The woman, 44-year-old Doreen Dyer, was subsequently charged with cruelty to a child.
Speaking with The Gleaner yesterday, Scott said that many times, parents who beat their children are simply taking out their stress from other issues on the children.
"They (parents) beat the children because of psychological problems or because they don't have jobs or family support, and they don't have proper parenting skills. Because of all their circumstances, they are tired, and they take it out on the children," said Scott.
"Parents can develop hypertension and other stress reactions because they can't cope with the children who have now got out of hand. But I have had parents who, having learned positive parenting skills, would then come and say they went to the doctor afterward and there's no sign of hypertension and their diabetes is gone because the stress is gone."
Dr Max-Anne Bailey, assistant administrator at the Florida-based Ultimate Wellness Association and former medical doctor at the Cornwall Regional Hospital in Montego Bay, gave a more detailed outline of the negative physical effects of stress on the body.
"Stress affects blood pressure and heart rate, thereby affecting the circulatory system.
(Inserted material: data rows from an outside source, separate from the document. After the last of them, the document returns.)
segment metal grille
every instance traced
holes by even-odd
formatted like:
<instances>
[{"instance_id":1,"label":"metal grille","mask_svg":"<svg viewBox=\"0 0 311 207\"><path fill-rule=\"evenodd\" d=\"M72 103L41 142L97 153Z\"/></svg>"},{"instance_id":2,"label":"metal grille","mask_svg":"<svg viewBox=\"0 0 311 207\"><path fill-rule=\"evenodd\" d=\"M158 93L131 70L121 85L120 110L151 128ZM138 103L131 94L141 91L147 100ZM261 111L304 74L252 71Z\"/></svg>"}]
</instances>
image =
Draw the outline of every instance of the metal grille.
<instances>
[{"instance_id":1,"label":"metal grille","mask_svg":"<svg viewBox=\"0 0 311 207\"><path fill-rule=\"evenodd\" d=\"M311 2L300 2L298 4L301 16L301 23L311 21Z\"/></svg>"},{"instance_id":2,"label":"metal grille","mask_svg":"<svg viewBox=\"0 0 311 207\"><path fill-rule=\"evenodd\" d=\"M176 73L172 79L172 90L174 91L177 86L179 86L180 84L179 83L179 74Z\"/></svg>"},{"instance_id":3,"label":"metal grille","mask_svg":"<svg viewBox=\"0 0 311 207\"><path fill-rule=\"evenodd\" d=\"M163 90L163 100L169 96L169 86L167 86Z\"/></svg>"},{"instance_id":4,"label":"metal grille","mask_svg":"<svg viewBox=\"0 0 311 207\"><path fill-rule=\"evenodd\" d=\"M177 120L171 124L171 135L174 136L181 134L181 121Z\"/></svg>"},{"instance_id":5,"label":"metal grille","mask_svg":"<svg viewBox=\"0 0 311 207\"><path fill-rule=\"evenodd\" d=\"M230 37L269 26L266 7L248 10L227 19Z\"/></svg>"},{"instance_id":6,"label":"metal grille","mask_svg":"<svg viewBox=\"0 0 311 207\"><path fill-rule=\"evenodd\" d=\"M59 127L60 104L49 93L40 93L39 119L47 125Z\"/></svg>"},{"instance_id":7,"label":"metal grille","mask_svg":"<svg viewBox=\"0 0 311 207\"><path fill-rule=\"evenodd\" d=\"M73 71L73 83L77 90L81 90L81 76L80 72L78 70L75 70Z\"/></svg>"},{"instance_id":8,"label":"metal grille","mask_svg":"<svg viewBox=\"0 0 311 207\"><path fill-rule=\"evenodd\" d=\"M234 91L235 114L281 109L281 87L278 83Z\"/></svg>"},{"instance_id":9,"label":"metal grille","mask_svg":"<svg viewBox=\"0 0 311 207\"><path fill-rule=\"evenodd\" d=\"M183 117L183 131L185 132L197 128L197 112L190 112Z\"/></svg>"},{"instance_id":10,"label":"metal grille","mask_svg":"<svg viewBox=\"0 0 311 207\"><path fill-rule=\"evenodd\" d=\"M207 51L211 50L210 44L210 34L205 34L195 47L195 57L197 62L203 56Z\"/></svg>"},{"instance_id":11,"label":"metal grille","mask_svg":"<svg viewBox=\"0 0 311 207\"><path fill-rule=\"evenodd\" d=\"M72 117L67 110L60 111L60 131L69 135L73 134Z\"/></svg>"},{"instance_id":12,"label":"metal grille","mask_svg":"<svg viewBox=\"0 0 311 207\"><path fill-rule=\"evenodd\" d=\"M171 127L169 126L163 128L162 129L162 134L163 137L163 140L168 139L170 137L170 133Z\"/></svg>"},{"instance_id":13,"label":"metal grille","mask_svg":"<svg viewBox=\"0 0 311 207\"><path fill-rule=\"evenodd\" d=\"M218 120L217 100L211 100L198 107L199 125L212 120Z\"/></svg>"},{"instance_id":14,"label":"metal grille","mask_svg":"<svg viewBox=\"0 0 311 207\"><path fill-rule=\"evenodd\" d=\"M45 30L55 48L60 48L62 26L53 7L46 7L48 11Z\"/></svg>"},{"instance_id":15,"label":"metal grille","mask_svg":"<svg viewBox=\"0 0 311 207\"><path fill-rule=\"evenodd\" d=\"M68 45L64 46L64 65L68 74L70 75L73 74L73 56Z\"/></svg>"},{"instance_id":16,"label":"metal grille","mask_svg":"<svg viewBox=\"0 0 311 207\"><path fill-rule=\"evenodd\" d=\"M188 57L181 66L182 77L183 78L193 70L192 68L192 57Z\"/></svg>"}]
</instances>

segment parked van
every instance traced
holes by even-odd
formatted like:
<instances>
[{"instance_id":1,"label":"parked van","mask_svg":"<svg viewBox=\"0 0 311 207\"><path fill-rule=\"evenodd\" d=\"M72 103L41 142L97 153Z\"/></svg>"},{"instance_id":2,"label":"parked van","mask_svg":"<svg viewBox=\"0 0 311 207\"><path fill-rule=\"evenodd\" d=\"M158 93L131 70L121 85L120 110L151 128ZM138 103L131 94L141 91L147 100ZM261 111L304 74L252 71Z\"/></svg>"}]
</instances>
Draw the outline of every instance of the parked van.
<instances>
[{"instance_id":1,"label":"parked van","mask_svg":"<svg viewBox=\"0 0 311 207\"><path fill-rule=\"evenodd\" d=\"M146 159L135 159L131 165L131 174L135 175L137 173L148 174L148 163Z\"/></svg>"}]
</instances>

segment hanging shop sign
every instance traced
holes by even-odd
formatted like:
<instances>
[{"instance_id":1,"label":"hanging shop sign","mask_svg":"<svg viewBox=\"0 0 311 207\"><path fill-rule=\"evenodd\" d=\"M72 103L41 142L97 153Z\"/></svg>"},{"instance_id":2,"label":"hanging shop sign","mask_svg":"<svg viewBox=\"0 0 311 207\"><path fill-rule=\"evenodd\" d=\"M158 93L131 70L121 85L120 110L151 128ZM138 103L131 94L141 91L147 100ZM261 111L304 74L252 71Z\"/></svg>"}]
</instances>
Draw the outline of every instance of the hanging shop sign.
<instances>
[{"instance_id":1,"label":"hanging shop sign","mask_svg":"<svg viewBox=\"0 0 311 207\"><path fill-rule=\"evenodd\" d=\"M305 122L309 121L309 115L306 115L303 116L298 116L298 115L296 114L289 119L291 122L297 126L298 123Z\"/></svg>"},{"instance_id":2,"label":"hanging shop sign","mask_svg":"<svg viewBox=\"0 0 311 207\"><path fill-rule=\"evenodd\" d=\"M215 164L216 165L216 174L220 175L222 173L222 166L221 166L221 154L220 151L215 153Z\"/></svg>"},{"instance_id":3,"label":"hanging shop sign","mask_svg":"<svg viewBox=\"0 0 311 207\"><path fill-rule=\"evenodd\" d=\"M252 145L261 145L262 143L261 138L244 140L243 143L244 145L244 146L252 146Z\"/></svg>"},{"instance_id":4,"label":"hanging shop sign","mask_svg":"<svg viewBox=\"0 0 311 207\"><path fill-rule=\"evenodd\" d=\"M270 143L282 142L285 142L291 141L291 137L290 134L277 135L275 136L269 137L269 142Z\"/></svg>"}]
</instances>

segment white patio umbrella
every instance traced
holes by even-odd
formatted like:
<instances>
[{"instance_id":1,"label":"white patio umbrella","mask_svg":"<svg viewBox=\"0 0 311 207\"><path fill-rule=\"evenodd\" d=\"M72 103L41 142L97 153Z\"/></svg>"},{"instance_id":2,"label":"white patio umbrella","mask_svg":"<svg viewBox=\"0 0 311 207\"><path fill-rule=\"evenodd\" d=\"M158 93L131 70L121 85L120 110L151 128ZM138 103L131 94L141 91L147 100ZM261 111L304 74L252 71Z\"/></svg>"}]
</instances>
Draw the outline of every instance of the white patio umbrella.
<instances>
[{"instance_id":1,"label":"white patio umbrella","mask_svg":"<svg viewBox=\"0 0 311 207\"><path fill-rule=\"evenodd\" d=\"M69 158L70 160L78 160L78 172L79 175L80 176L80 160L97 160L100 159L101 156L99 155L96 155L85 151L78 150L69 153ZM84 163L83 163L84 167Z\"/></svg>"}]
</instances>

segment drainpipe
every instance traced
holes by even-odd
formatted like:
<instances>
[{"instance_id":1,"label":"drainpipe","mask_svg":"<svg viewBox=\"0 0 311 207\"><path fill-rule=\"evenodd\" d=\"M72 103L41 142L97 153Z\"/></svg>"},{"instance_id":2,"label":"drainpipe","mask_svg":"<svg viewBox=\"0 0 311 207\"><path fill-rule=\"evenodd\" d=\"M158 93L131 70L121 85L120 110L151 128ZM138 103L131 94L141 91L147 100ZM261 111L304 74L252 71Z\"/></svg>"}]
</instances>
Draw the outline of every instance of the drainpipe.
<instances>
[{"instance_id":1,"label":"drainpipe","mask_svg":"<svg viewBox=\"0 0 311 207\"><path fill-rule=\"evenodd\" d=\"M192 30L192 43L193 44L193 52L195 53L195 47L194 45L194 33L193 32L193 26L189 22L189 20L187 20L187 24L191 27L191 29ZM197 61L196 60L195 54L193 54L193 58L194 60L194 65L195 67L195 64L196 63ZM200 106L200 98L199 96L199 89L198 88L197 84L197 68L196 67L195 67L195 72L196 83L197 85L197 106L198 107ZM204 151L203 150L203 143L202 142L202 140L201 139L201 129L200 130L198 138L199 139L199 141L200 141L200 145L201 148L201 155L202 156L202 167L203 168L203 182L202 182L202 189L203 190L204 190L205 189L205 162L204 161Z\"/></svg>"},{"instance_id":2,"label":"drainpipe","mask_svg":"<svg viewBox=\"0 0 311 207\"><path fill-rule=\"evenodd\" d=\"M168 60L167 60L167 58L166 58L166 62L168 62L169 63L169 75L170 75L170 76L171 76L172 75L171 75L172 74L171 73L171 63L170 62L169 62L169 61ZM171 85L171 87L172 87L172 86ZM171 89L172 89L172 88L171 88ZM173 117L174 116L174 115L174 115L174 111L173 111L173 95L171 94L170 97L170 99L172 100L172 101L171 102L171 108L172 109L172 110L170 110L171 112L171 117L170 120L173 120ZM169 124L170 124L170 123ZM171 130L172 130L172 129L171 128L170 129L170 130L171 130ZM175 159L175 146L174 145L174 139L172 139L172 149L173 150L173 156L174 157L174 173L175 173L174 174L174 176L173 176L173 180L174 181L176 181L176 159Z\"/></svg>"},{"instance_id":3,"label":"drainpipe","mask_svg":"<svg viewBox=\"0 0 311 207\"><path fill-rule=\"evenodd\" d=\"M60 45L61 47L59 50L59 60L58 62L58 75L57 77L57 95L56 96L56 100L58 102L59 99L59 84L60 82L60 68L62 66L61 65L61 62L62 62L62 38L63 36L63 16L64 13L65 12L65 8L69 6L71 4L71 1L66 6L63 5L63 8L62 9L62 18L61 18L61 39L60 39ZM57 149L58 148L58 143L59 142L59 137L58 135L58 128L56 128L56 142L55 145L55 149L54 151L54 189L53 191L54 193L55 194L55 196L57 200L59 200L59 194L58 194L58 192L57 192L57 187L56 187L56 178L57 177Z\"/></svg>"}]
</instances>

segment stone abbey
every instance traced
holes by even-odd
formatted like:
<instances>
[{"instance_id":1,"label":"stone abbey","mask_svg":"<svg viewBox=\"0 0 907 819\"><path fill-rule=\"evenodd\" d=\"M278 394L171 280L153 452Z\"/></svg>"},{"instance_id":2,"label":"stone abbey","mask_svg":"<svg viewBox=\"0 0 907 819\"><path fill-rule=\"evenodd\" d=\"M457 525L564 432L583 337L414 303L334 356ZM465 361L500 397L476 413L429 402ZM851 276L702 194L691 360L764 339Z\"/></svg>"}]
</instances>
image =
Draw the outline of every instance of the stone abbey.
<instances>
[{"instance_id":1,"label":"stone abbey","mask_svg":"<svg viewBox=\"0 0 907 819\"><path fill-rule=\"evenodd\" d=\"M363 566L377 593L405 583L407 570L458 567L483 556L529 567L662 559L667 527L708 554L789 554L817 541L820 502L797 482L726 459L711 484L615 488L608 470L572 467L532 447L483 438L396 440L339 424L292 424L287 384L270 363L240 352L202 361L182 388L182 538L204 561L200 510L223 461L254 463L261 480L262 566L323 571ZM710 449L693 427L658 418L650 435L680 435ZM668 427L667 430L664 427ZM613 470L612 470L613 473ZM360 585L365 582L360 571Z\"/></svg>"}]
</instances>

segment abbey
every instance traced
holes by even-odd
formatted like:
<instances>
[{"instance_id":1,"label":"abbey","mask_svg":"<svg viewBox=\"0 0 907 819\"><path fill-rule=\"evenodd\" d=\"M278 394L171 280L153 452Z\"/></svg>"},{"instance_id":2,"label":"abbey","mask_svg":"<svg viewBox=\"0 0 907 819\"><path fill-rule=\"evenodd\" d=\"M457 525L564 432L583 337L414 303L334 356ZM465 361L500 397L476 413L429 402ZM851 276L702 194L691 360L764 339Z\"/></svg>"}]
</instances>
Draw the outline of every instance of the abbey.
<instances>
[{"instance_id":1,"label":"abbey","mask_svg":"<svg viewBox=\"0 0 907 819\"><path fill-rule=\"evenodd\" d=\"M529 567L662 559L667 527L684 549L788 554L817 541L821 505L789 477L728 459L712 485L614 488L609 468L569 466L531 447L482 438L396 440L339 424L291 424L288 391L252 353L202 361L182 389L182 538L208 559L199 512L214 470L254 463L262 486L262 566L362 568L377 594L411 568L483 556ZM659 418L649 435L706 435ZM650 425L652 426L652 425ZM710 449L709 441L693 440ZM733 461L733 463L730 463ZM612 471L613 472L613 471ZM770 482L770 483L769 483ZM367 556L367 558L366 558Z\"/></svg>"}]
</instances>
It can lead to chronic inflammation of organs, hair loss and skin changes, sleep disturbance and metabolic disturbance," said Bailey.
... Video recordings not admissible in court
In the meantime, attorney-at-law Bert Samuels said that it is going to be difficult for the prosecution to use a video recording to convince the courts that the mother who was seen in a video beating her child should go to prison.
In 30-second video footage, which has gone viral on social media, the partially nude 44-year-old Doreen Dyer is seen using a cutlass to beat her frantic 12-year-old daughter while using expletives to relay her anger and frustration.
"It's important for the public to know that a video tape or a tape recording or video recording is not the easiest thing to be admitted in a court of law to be used against anyone," said Samuels.
"We have had in the past a tape of a police officer firing at a civilian while he was rolling under a vehicle, and he died, and everyone thought that was a clear-cut case. It turned out that the prosecution in that murder case could not use the tape because the rules of evidence are very strict when it comes to recordings. Unless the mother has confessed to this incident, it's going to be very difficult for the prosecution to use that tape against her."
The attorney said that he strongly recommends that psycho-social interventions be employed to assist the mother.
"Secondly, there must be a complainant, and if the daughter is not willing to testify against her mother, that's another difficulty for the courts. My own opinion is that mediation, social and psychological intervention may be the better course than criminal law itself. In recent times, the courts have resorted to mediation than to have the court of law take its usual course. That's my view on the matter."